= Order of the Peacock Angel =

Secret society

Order of the Peacock Angel is the name of a Yazidi-influenced secret society described in the 1961 book, Secret Societies Yesterday and Today (subsequently reissued as A History of Secret Societies). The pseudonymous author, "Arkon Daraul", describes encountering members of the organization in the suburbs of London and attending their rituals. Daraul appears to be the only source for the existence of this group.

"Peacock Angel" is the customary translation of "Tawûsî Melek", the divinity honored by the Yazidis. According to Daraul, the English version of the cult was brought to Britain in 1913 by a Syrian whose name is only known to initiates. Membership grew to encompass "several hundred members throughout Britain" as well as three lodges in the United States".

The group subscribes to a belief in a power governing human affairs, symbolized by a peacock. Recruits are instructed through a series of mental and physical exercises intended to place the experience of emotion under the control of the will. Daraul described a ceremony where robed members engaged in an ecstatic dance in the presence of a large statue of a peacock.

As a sign of identification, "the right hand is placed, with the fingers spread out (perhaps to represent the tail of the peacock) on the left breast, just above the heart." Some members are said to keep live peacocks.

== Fiction ==

Edward D. Hoch's 1965 short novel, People of the Peacock, featured an "Order of the Peacock Angel" which matches the description given in Secret Societies Yesterday and Today:

The society had an uncertain origin in the area that is now Syria and Iraq, some hundreds of years ago. It was imported into England by a mysterious Syrian back in 1913, and has enjoyed some success there. ... The rites of the Peacock Angel consist mostly of white-robed worshippers dancing madly before an eight-foot ebony statue of a peacock.

The novel describes a chapter of the organization in the United States run by a British emigrant.

In Robert Shea and Robert Anton Wilson's 1975 The Illuminatus!
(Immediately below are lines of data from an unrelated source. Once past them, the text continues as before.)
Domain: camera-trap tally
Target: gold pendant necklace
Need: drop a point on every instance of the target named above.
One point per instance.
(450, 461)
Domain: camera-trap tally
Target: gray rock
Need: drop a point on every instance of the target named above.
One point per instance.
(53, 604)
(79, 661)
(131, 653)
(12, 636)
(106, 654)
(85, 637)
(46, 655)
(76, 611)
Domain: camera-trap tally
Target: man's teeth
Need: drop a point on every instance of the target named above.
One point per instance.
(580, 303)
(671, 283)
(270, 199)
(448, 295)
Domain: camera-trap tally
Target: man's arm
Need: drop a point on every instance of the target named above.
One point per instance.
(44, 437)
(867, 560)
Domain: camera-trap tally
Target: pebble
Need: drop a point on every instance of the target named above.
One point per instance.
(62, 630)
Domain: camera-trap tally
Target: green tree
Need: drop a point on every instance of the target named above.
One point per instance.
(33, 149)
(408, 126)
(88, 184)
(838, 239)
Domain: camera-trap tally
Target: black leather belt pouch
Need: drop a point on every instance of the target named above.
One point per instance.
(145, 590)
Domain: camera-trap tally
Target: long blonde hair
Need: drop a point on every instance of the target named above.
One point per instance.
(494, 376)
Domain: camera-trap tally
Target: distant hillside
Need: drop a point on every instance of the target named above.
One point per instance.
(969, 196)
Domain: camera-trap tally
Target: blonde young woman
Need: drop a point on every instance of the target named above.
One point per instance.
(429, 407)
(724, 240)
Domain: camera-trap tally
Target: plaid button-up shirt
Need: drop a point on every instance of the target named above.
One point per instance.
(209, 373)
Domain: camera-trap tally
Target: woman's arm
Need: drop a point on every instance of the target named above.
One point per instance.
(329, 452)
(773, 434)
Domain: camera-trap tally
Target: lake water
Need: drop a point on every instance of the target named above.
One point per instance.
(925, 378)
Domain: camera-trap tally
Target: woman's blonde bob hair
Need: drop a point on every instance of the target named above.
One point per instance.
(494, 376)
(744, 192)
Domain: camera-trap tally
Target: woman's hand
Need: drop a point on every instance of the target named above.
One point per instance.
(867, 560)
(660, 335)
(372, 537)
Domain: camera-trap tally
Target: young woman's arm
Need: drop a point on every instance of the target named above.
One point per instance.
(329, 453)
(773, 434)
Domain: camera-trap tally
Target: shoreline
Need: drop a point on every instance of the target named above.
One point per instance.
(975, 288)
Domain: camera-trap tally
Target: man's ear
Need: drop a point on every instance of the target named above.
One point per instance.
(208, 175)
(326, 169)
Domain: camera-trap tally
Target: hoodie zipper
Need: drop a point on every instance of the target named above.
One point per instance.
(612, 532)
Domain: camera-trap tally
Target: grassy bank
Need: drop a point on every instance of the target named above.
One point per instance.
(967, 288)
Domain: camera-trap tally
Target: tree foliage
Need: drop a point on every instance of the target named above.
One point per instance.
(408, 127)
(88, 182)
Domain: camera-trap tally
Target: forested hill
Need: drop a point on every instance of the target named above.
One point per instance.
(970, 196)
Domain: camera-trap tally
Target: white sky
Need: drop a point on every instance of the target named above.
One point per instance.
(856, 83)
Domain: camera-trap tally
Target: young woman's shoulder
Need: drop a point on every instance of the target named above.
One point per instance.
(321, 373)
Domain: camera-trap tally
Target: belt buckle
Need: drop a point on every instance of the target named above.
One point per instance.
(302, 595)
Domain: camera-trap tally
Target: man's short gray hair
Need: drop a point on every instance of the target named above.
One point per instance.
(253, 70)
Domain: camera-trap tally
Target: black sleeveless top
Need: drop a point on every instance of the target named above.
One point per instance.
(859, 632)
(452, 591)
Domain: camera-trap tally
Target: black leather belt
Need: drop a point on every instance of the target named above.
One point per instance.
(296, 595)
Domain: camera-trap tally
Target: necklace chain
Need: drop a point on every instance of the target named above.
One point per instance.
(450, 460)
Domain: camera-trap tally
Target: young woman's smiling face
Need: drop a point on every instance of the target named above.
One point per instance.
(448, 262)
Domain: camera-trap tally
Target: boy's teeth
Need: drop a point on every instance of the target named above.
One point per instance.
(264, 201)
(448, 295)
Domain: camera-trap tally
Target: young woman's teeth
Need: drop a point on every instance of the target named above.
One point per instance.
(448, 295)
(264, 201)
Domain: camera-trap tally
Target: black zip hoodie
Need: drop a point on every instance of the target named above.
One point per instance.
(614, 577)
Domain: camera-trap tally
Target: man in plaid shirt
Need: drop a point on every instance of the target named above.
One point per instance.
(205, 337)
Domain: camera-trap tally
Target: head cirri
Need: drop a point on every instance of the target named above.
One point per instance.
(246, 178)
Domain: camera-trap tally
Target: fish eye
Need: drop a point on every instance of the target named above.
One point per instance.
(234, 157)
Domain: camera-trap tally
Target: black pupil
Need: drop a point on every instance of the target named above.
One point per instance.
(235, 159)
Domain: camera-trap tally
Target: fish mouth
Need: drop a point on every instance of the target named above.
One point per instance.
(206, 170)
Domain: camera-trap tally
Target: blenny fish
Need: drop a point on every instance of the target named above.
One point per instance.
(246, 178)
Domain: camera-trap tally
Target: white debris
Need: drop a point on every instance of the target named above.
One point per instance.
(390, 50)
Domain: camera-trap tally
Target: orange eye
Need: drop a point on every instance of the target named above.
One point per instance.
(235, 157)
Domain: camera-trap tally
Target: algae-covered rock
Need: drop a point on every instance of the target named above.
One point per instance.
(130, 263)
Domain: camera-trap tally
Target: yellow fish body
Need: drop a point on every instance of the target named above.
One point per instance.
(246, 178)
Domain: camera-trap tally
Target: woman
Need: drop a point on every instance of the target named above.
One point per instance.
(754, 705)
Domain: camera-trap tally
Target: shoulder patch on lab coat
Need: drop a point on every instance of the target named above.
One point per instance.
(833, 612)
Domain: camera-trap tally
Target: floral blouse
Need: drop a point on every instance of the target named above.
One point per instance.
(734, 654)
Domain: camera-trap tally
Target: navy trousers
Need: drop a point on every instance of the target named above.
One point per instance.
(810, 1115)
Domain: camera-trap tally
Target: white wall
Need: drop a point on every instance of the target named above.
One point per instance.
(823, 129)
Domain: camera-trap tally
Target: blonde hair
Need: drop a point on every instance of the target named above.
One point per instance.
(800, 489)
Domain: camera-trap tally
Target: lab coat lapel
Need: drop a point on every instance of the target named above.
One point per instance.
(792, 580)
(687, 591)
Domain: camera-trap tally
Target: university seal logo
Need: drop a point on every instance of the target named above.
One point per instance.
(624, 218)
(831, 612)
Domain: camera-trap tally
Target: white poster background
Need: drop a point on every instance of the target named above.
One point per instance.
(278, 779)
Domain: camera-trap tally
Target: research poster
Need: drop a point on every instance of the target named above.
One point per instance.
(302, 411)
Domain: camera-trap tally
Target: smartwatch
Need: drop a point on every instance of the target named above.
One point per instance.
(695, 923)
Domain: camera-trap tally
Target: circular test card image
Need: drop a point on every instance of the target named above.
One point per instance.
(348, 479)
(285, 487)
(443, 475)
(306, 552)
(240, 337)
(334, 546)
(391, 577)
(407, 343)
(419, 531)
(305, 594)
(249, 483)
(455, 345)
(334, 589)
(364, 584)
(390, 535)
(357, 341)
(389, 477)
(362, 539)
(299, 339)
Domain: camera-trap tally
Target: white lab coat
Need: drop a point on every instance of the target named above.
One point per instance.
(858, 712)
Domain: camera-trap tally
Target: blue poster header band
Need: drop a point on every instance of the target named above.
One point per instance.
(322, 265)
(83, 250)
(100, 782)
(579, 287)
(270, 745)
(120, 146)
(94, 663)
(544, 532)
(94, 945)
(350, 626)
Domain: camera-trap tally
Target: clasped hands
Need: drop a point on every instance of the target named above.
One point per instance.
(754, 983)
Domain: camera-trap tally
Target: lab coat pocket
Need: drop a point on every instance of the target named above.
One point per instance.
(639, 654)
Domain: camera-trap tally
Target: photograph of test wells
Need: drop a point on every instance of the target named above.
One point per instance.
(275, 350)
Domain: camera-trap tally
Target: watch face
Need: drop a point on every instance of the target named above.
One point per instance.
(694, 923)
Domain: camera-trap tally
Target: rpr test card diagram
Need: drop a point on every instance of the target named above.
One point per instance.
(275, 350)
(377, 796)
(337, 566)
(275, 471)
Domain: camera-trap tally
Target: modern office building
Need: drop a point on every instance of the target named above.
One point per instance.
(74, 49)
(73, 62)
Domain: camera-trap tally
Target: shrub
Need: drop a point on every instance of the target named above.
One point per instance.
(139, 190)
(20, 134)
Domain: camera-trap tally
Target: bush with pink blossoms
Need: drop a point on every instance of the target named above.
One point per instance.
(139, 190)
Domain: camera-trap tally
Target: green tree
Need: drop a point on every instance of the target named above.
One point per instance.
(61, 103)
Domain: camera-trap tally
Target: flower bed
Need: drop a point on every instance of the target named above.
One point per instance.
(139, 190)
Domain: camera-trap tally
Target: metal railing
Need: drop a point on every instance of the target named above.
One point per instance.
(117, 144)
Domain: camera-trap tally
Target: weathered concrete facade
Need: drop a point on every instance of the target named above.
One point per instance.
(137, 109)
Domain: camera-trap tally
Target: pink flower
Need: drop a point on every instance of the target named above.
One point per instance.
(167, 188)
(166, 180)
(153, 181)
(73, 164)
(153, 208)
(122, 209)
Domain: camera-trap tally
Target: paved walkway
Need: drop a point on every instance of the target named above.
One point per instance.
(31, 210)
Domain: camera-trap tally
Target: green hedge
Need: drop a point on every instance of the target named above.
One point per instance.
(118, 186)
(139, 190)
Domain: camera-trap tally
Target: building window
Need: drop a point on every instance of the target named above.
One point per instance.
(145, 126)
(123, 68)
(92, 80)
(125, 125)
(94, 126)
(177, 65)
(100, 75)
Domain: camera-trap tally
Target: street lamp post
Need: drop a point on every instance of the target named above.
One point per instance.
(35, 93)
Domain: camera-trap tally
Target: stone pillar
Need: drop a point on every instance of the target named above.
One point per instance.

Trilogy, "Order of the Peacock Angel" appears in letterhead as the title of an organization taking part in the Discordian "Operation Mindfuck" project outlined in "Appendix Yod".

Cooper McLaughlin's 1987 short novel, The Order of the Peacock Angel, published in The Magazine of Fantasy & Science Fiction, claims historical sources for its tale of a 1,000-year-old society that continued into the 1960s.